Un accord commercial signé entre la Chine et les États-Unis en mai 2017 va faciliter l’ouverture du marché chinois aux plantes génétiquement modifiées (PGM) transgéniques. Mais les règles en vigueur doivent être respectées et toute exportation vers la Chine de PGM non déclarée continue d’être renvoyée.

Deux nouvelles PGM autorisées à l’importation

En juin 2017, le ministère de l’Agriculture chinois autorisait à la mise sur le marché deux nouvelles plantes transgéniques pour une période de trois ans [1] : le maïs Enlist de Dow AgroSciences (évènement transgénique DAS 40278 pour une tolérance aux herbicides à base de 2,4-D) et le soja Vistive de Monsanto (évènement transgénique MON87705 pour une tolérance aux herbicides à base de glyphosate et une composition en acides gras modifiée).
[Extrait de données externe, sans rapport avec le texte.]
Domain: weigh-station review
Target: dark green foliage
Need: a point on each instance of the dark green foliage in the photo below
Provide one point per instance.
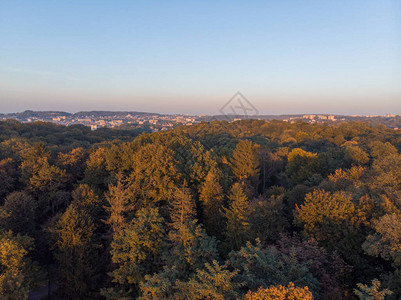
(170, 215)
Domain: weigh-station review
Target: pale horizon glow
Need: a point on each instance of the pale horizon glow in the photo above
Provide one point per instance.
(341, 57)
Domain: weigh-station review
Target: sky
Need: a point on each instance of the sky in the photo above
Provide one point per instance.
(341, 57)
Le même jour, 14 autorisations étaient renouvelées dont celle pour le maïs MIR162 de Syngenta [2].
Ces décisions d’autorisations font suite à un accord d’entente commerciale signé en mai entre les États-Unis et la Chine, qui concernait l’agriculture, la finance, l’énergie et les investissements [3]. Selon cet accord, la Chine s’engageait à rendre rapidement une décision sur huit demandes d’autorisations en cours. Six sont donc encore attendues.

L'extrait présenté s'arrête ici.